Da qui hanno puntato l’obiettivo verso Gardone Riviera, paese nella riva bresciana del Garda.

La distanza fra i due luoghi è stata calcolata in 14, 40 chilometri e secondo la formula suddetta la curvatura terrestre dovrebbe nascondere la spiaggia di Gardone sotto 8 metri di curvatura appunto!

Ciononostante i terrapiattisti hanno affermato di essere riusciti a osservare perfettamente la spiaggia di Gardone da Bardolino, anche calcolando il metro di altezza del piedistallo su cui hanno posto la macchina fotografica.

Analogo esperimento è stato compiuto quest’anno dalla zona di Desenzano sul Garda, sempre sulla costa bresciana del lago, puntando l’obiettivo della macchina fotografica verso Garda, il paese che dà il nome al lago.

La distanza qui è di 17 chilometri e la curvatura dovrebbe essere quindi di 9 metri circa, ma anche in questo caso è possibile vedere il porto di Garda da Desenzano.

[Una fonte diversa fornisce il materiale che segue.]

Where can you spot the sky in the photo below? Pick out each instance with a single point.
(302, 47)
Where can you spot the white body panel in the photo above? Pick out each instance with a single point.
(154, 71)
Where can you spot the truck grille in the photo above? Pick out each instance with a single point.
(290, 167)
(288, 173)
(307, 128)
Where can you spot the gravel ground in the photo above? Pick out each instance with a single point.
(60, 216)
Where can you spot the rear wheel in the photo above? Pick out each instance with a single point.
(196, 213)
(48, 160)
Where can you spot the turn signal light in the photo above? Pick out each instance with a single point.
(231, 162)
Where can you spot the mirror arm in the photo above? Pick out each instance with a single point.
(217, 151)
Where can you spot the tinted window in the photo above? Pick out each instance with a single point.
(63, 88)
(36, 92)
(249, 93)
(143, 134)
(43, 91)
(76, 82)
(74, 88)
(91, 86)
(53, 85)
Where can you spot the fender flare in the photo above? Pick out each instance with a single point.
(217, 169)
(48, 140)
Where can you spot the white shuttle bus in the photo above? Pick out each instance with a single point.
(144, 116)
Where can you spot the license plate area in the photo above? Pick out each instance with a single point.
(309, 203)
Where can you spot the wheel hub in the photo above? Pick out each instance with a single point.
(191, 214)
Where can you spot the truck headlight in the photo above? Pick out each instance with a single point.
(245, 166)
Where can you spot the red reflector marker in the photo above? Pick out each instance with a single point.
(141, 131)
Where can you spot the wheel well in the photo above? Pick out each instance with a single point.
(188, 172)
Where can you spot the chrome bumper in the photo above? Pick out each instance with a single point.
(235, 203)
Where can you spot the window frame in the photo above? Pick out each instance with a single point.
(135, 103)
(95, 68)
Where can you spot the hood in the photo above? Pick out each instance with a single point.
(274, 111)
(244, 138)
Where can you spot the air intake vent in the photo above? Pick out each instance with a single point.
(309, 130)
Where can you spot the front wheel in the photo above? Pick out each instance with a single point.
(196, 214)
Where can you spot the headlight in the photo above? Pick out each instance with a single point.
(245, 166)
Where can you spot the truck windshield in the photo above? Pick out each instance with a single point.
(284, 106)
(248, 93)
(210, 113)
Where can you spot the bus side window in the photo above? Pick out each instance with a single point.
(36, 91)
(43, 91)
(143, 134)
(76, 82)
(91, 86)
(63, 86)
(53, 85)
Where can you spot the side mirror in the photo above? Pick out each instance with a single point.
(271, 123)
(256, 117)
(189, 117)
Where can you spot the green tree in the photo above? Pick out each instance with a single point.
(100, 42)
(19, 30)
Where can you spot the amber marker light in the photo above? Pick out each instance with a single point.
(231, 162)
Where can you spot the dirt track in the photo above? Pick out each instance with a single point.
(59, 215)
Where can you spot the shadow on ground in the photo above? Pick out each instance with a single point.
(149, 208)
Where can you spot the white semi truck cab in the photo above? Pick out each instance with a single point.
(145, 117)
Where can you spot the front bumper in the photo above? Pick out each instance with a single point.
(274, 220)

Lo stesso avviene puntando l’obiettivo verso l’ancor più distante paese di Torri del Benaco.

L’osservazione senza dubbio più ardita da parte dei terrapiattisti è stata quella di cercare di fotografare anche la costa di Gargnano, a una distanza di ben 26 chilometri dalla zona di Desenzano.

In questo caso sarebbero addirittura 30 i metri che dovrebbero essere nascosti dalla nostra vista, ciononostante è possibile riconoscere il profilo di Gargnano anche da Desenzano.

Il buon senso ci suggerisce alcune osservazioni: intanto la scienza ci informa che la nostra Terra non è una sfera perfetta, bensì un ellissoide oblato, inoltre come è facilmente verificabile da chiunque sale su una aspra montagna, la curvatura terrestre non può essere uniforme in ogni punto della sua superficie: per questo motivo, con buona pace dei terrapiattisti, possiamo ragionevolmente supporre che l’esperimento fatto sul Garda sia vero (cioè che il lago di Garda sia tendenzialmente un piano) ma questo non toglie che la Terra sia un globo, come dimostrano inconfutabilmente le eclissi di luna e le migliaia di foto che i nostri astronauti hanno scattato dallo spazio.